Abstract 1. Colonisation of host trees by an endophytic herbivore, the spruce beetle, Dendroctonus rufipennis, is accompanied by invasion of its galleries by a number of fungal species. Four of these associated species were identified as Leptographium abietinum, Aspergillus fumigatus, Aspergillus nomius, and Trichoderma harzianum.
2. Trichoderma and Aspergillus significantly reduced spruce beetle survival and reproduction in controlled assays.
3. A previously undescribed behaviour was observed, in which spruce beetle adults exuded oral secretions, especially within fungus-pervaded galleries.

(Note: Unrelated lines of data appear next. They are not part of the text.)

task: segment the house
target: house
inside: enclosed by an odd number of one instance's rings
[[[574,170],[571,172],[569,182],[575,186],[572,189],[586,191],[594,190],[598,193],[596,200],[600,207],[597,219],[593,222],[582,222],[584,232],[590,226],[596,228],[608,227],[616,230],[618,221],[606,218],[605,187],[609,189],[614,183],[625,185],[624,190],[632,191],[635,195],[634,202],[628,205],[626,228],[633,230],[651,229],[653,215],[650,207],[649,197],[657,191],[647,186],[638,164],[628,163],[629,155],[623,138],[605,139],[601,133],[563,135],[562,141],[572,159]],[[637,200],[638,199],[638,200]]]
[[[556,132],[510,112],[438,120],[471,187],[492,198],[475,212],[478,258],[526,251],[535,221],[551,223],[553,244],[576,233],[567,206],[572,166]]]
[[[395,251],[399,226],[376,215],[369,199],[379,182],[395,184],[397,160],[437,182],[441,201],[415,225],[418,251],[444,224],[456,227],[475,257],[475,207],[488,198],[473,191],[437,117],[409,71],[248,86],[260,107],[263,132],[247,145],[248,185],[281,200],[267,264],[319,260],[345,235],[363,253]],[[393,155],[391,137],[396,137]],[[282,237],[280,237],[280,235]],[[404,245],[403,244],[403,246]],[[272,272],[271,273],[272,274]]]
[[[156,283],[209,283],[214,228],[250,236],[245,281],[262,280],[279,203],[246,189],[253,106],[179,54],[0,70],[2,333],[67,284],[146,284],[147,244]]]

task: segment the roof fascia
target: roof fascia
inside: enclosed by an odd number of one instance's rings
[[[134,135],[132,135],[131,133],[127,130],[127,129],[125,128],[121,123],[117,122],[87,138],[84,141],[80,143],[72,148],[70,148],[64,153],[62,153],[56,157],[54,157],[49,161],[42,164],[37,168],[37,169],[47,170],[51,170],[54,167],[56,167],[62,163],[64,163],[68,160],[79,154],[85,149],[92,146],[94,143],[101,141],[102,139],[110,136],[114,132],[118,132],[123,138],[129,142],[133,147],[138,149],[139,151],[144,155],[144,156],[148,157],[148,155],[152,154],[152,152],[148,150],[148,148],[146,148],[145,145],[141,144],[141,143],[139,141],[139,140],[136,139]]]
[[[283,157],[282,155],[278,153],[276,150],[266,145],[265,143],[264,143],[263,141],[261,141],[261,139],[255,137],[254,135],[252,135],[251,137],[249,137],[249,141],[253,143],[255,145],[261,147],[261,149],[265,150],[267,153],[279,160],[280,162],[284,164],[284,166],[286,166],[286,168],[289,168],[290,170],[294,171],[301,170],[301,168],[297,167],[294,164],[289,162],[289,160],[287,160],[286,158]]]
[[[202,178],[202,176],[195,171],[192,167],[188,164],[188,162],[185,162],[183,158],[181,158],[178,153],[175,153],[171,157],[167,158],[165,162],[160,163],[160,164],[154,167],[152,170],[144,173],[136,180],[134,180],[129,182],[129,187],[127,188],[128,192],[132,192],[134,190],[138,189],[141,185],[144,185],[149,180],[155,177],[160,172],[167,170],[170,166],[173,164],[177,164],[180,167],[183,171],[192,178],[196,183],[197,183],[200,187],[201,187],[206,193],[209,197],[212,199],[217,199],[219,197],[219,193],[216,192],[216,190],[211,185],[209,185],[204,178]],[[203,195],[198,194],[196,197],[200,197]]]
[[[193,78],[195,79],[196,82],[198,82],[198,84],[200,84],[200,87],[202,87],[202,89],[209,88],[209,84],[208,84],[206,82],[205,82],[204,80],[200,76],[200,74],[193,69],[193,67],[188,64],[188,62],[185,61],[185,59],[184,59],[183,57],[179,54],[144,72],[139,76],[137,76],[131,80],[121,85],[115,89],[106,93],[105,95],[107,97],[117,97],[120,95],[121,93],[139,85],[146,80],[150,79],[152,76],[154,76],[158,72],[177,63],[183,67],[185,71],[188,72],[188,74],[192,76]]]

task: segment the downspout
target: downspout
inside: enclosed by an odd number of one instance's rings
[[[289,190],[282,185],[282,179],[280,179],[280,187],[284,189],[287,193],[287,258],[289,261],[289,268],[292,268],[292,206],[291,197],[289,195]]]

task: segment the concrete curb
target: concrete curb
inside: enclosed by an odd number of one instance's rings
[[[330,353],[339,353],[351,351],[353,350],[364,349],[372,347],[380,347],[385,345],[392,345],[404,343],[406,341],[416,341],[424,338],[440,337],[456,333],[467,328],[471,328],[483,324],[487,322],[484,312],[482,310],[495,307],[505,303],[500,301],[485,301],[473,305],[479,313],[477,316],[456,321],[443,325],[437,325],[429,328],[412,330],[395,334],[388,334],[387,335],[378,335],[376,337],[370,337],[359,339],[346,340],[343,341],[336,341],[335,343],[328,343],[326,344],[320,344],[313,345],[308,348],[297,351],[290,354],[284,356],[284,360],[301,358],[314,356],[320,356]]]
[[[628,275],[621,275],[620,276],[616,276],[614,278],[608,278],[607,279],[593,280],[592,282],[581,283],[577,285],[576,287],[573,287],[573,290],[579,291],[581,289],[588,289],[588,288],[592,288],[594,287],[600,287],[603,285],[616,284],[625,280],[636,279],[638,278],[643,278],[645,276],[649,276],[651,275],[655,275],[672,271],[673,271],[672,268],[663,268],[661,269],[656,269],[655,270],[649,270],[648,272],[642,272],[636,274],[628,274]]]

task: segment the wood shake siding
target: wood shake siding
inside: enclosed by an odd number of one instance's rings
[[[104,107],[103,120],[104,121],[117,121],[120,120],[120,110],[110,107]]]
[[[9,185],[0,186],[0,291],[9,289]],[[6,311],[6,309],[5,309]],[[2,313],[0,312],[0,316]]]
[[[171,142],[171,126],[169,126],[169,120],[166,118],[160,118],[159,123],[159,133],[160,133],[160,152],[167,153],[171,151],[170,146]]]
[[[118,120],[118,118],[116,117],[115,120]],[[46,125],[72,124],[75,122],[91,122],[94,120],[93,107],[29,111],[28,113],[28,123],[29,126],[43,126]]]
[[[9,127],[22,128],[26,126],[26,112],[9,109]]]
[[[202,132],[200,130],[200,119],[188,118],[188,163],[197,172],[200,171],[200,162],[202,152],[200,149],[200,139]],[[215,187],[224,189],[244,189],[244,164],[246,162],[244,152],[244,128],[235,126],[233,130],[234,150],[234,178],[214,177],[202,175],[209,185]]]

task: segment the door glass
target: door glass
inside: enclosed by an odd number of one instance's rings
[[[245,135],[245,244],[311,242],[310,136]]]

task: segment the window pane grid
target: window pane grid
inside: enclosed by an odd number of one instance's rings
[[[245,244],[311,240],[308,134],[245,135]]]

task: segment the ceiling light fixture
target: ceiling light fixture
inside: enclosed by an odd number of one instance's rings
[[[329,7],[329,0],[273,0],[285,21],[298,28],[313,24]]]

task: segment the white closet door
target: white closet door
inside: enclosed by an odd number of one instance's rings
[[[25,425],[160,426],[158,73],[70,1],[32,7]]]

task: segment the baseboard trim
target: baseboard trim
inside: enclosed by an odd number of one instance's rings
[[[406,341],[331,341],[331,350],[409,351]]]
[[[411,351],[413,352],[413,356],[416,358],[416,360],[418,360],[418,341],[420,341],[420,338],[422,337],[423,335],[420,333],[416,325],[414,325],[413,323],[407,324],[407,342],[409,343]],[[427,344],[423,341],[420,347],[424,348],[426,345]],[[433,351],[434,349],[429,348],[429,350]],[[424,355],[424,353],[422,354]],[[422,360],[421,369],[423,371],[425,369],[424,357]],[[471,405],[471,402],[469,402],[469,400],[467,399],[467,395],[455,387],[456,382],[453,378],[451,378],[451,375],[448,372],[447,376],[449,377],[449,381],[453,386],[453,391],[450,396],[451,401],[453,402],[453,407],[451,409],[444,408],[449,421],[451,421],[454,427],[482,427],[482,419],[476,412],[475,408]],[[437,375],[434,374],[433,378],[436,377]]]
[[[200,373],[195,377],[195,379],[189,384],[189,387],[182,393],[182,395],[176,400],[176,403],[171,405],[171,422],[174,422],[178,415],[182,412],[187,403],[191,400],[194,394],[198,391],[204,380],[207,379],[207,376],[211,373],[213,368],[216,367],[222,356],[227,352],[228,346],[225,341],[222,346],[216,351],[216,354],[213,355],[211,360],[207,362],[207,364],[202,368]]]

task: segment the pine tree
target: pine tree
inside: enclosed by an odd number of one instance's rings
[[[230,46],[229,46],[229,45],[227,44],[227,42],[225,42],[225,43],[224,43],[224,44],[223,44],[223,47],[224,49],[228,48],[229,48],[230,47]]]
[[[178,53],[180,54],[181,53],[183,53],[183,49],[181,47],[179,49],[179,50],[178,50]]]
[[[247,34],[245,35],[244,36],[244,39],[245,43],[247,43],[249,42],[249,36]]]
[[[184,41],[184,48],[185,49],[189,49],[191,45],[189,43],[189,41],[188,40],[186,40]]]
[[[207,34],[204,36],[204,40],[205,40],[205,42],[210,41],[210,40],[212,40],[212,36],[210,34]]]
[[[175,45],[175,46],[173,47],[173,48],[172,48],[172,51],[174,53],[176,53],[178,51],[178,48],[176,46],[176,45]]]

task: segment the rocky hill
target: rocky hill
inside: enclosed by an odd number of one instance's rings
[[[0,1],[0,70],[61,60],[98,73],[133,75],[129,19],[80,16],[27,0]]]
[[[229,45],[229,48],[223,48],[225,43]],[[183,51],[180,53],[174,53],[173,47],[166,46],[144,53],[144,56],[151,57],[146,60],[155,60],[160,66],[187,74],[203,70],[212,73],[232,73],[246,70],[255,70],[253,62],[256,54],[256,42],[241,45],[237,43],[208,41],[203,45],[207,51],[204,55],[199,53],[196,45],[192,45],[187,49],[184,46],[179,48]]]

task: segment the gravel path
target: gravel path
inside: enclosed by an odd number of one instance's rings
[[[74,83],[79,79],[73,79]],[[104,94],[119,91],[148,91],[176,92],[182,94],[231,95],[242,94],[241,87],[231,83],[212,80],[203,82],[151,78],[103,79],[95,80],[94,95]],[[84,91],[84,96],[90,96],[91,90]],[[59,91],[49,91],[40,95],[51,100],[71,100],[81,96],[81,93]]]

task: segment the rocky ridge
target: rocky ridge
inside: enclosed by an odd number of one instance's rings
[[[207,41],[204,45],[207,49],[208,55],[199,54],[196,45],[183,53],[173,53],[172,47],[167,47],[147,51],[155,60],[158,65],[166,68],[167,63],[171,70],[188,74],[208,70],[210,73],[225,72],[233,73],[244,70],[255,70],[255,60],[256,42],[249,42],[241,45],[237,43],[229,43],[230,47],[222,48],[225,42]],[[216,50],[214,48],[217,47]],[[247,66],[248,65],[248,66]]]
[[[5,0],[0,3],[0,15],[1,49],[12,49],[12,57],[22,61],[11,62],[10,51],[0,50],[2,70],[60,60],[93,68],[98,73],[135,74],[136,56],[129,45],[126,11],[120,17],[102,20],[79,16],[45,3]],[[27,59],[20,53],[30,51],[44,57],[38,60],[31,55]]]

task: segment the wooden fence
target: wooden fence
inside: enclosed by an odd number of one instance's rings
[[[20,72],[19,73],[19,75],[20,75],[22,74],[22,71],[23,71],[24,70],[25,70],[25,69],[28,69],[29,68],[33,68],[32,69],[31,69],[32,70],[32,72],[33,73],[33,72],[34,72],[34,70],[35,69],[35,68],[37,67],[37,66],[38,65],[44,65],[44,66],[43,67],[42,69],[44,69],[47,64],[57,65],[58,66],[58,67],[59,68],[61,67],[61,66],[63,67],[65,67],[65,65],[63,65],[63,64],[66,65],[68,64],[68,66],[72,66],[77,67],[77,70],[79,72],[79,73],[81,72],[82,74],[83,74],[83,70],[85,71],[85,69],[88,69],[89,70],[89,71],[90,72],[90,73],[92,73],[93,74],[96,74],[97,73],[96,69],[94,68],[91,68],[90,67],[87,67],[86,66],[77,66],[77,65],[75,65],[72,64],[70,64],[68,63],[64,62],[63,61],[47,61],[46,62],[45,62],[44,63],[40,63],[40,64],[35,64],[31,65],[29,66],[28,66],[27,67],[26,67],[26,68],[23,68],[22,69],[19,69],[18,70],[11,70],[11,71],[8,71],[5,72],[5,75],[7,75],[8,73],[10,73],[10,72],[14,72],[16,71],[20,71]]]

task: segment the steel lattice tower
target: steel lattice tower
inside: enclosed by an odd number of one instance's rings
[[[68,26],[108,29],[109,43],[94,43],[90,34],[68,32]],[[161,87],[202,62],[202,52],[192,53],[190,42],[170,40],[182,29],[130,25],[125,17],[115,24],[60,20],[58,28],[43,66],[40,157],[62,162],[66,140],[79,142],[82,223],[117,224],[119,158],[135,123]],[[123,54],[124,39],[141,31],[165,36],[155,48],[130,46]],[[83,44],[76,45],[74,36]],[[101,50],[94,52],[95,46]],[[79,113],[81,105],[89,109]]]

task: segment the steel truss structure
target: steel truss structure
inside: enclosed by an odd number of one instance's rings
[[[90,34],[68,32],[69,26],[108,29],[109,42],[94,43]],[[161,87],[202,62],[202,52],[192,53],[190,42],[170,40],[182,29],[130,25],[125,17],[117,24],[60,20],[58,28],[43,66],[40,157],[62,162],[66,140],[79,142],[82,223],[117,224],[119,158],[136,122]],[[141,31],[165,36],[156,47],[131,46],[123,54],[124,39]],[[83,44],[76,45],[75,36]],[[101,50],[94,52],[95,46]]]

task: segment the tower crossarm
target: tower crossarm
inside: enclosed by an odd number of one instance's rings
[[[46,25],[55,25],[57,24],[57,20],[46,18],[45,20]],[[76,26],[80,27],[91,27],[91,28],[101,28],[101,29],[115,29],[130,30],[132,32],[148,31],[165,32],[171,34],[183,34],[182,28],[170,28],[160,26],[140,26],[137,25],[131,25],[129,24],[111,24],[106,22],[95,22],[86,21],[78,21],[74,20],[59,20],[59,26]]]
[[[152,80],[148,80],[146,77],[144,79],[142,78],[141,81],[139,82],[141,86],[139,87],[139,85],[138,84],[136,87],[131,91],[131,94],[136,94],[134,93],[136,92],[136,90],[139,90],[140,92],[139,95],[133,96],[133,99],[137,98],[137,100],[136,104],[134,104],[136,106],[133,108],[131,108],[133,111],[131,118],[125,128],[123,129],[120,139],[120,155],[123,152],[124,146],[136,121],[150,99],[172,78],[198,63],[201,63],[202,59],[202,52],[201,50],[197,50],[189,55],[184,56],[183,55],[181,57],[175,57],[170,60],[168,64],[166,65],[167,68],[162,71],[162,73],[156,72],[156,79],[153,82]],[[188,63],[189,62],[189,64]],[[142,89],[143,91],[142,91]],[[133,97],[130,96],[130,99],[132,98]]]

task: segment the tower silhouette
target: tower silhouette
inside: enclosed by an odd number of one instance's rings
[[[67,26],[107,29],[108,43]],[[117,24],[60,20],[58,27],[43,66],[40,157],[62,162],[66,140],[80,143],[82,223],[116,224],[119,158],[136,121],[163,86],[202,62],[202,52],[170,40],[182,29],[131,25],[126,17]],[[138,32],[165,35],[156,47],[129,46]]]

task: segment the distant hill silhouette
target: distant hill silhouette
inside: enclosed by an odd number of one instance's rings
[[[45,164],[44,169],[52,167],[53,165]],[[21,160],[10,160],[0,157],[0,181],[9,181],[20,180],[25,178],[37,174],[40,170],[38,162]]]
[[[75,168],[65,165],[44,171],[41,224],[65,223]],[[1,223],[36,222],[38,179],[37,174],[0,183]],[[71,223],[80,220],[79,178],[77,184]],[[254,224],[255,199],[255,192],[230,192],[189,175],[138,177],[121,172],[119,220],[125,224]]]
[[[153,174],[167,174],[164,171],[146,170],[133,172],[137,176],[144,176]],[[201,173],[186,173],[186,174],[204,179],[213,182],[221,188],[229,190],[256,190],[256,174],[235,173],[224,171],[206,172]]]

4. These oral secretions inhibited the growth of fungi except A. nomius, and disrupted the morphology of the latter. Administration of these secretions indicated a dose-dependent inhibitory effect.
5. Oral secretions cultured on microbiological media yielded substantial bacterial growth.
6. Filter-sterilised secretions failed to inhibit fungal growth, evidence that the bacteria are responsible for the antifungal activity.
7. Nine bacterial isolates belonging to the Actinobacteria, Firmicutes, Gammaproteobacteria, and Betaproteobacteria taxa were obtained from the secretions.
8. Bacterial isolates showed species-specific inhibitory activity against the four fungi antagonistic to spruce beetle. The bacterium with the strongest fungal inhibition activity was the actinomycete Micrococcus luteus.
9. The production of bark beetle secretions containing bacteria that inhibit fungal growth is a novel finding. This suggests an additional level of complexity to ecological associations among bark beetles, conifers, and microorganisms, and an important adaptation for colonising subcortical tissue.